Like any procrastinator, I weighed the brainpower necessary for (1) packing and (2) blogging, figured that packing would require less brainpower, and, therefore, packed while watching a film instead of writing my blog.
While tempted to watch all of season 3 of What’s New, Scooby Doo?, I instead watched a documentary film that my dad gave me called I Am.
In I Am, director Tom Shadyac asks each interviewee the following questions: What’s wrong with our world? What can we do about it?
G.K. Chesterton responded to the former in a letter that read, “Dear Sirs, I am,” and Shadyac uses this for not only the film’s title but also its ending narration:
“So now I ask one more question, what’s right with the world? Here’s to the hope that one day we can all answer the same way, ‘I am.’”
I leave the United States saying, “I am,” as meant by Chesterton in his letter with the hope of returning saying, “I am,” as meant by Shadyac in his ending narration.
In his interview with Shadyac, Desmond Tutu says, “the truth of who we are is that we are because we belong.” Mother Theresa made a similar diagnosis of society’s problems when she said, “If we have no peace, it is because we have forgotten that we belong to each other.”

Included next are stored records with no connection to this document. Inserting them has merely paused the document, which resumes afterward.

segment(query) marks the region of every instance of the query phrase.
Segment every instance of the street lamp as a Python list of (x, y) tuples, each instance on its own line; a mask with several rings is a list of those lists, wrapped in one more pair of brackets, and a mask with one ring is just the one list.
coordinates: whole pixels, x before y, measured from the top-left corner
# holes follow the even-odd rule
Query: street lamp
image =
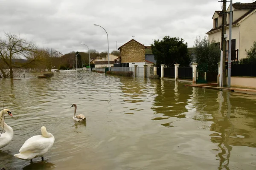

I am wrong when I see myself as separate from others and treat others as separate from me. I am wrong when I treat my neighbors (literally the house next door) as strangers. I am wrong when I limit my definition of neighbor merely to close geographic proximity. I contribute to what is wrong with the world.
Anyone can recite phrases like those of Tutu and Mother Theresa. But, to allow the fundamental human interconnectedness that they celebrate seep into our everyday actions and show that we do, in fact, belong to each other proves to be much more difficult.
So, may the people I encounter in Uganda serve as a sort of fuel that lasts a lifetime – a fuel to be what is right for the world.

You are a gifted storyteller, Elizabeth. I pray you can find the words to start making things right.